England: Vols. I–IV. 1876–79.


Description of Stonehenge

By Samuel Daniel (1562–1619)

(From Musophilus)

AND whereto serves that wondrous trophy now

That on the goodly plain near Walton stands?

That huge dumb heap, that cannot tell us how,

Nor what, nor whence it is, nor with whose hands

Nor for whose glory it was set to show

How much our pride mocks that of other lands.

Whereon, when as the gazing passenger

Had greedy looked with admiration,

And fain would know his birth, and what we were,

How there erected, and how long agon,

Inquires and asks his fellow-traveller

What he had heard, and his opinion.

And he knows nothing. Then he turns again,

And looks and sighs; and then admires afresh,

And in himself with sorrow doth complain

The misery of dark forgetfulness,

Angry with time that nothing should remain,

Our greatest wonders’ wonder to express.

Then Ignorance, with fabulous discourse,

Robbing fair art and cunning of their right,

Tells how those stones were, by the devil’s force,

From Afric brought to Ireland in a night;

And thence to Brittany, by magic course,

From giants’ hands redeemed by Merlin’s sleight.

And then near Ambri placed, in memory

Of all those noble Britons murdered there,

By Hengist and his Saxon treachery,

Coming to parley, in peace at unaware.

With this old legend then Credulity

Holds her content, and closes up her care.

But is Antiquity so great a liar?

Or do her younger sons her age abuse;

Seeing after-comers still so apt to admire

The grave authority that she doth use,

That reverence and respect dares not require

Proof of her deeds, or once her words refuse?

Yet wrong they did us, to presume so far

Upon our early credit and delight;

For once found false, they straight became to mar

Our faith, and their own reputation quite;

That now her truths hardly believéd are;

And though she avouch the right, she scarce hath right.

And as for thee, thou huge and mighty frame,

That stand’st corrupted so with time’s despite,

And giv’st false evidence against their fame,

That set thee there to testify their right;

And art become a traitor to their name,

That trusted thee with all the best they might,—

Thou shalt stand still belied and slandered,

The only gazing-stock of ignorance,

And by thy guile the wise, admonishéd,

Shall nevermore desire such hopes to advance,

Nor trust their living glory with the dead

That cannot speak, but leave their fame to chance.

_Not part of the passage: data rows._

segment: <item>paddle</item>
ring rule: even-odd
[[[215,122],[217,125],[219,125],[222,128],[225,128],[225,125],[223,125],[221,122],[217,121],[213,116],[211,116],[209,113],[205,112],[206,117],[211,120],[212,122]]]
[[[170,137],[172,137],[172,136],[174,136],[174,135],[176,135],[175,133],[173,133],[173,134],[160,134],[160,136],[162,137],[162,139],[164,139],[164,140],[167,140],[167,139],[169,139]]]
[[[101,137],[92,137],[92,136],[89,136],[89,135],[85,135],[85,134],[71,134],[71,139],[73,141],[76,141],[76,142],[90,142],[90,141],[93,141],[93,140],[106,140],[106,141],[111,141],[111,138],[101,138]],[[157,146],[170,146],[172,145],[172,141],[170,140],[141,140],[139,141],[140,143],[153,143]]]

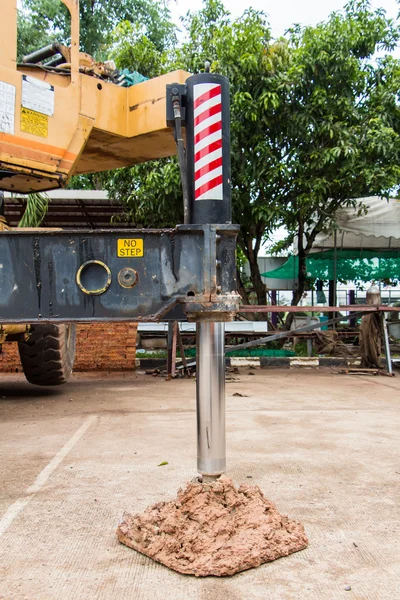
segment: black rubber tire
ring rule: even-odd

Considering in how small a room do lie,

And yet lie safe (as fresh as if alive),

All those great worthies of antiquity,

Which long forelived thee, and shall long survive;

Who stronger tombs found for eternity,

Than could the powers of all the earth contrive.

Where they remain these trifles to upbraid,

Out of the reach of spoil and way of rage;

Though time with all his power of years hath laid

Long battery, backed with undermining age,

Yet they make head only with their own aid,

And war with his all-conquering forces wage;

Pleading the heaven’s prescription to be free,

And to have a grant to endure as long as he.